Next stop was the Hazetons. This is a group of three towns – Old Hazelton, New Hazelton and South Hazelton at the confluence of the Bulkley and Skeena Rivers. This has been a traditional area of the Gitsxan First Nation for thousands of years, and is ideally situated to take advantage of the rivers for trade and transportation. Gitsxan means people of the Misty River (Skeen River). The Skeena River is one of the most important waterways for the Northern Coastal First Nations in BC. The area seemed to be one of the more prosperous First Nations towns that we saw on the trip.
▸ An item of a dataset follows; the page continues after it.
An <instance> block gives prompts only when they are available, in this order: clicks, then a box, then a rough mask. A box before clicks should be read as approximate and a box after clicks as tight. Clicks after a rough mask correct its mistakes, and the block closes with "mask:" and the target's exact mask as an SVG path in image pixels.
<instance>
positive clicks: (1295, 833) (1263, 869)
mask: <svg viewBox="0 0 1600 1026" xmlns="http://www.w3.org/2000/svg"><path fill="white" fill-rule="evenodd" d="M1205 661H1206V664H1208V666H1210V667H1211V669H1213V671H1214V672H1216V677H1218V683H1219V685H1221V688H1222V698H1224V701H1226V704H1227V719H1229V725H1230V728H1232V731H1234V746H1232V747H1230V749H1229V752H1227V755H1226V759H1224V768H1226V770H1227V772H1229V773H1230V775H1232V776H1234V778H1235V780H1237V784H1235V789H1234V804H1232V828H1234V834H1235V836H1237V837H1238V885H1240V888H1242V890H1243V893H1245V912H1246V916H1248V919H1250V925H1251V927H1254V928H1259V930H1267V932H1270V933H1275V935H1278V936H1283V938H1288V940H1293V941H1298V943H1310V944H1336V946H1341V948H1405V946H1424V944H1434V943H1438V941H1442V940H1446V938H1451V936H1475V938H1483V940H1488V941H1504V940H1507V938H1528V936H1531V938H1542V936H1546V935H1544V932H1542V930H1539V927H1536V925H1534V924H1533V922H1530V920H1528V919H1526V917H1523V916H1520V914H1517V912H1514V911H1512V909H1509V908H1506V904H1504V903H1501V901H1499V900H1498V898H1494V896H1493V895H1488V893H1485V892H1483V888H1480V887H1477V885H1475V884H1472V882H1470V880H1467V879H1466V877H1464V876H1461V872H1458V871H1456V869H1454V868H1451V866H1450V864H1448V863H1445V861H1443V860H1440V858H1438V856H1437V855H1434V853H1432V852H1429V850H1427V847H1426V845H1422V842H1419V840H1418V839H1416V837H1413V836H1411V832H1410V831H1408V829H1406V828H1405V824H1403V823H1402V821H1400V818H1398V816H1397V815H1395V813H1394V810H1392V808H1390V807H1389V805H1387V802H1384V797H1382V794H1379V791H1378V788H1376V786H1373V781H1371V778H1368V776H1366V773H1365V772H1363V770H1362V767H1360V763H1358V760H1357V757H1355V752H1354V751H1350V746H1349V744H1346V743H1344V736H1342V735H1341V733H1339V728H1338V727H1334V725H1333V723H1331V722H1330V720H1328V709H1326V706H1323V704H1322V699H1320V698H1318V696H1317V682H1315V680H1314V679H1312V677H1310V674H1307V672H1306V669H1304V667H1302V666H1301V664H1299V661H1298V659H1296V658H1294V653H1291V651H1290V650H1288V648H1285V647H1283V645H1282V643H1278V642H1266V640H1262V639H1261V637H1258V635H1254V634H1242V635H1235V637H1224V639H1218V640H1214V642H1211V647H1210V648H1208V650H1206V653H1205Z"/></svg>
The Ksan Native Village is a collection of longhouses that represents a traditional Gitsxan village and is used for ceremonies today as well as a museum to showcase the history of the area. A guided tour brings the rich history alive, and is well worth the time and money. A self guided tour in Old Hazelton, which is being restored to its former 19th century look is also worth the time to get a sense of what the first European settled towns looked like in this area.
The deep canyons carved by the rivers were crossed by some narrow bridges which added to the sense of adventure especially when crossing in our large camper.
We did a brief stop at Gitanyou village, which has the largest collection of Totem Poles in the area. This was very close to the junction of Highway 37 (the Stewart Cassiar Highway) and the Yellowhead Highway, and would be the last place we would have cell phone coverage for almost a week!
Highway 37 is only one of two highways connecting the southern part of BC with the North. This was an alternate route to the Alaska Highway when routes to connect Alaska with the lower part of the continent were planned during World War 2. The highway wasn’t completed until 1972 when the bridge over the Nass River was built.
Like the other highways in BC, Highway 37 follows different river valleys. The first part of the journey followed the Skeena River to the nearby Meziadin Lake. This is the junction with Highway 37A to Stewart BC and Hyder Alaska The highway then follows the Nass River Valley, a series of lakes including Dease Lake, and then the Dease River and Liard River to the Alaska Highway.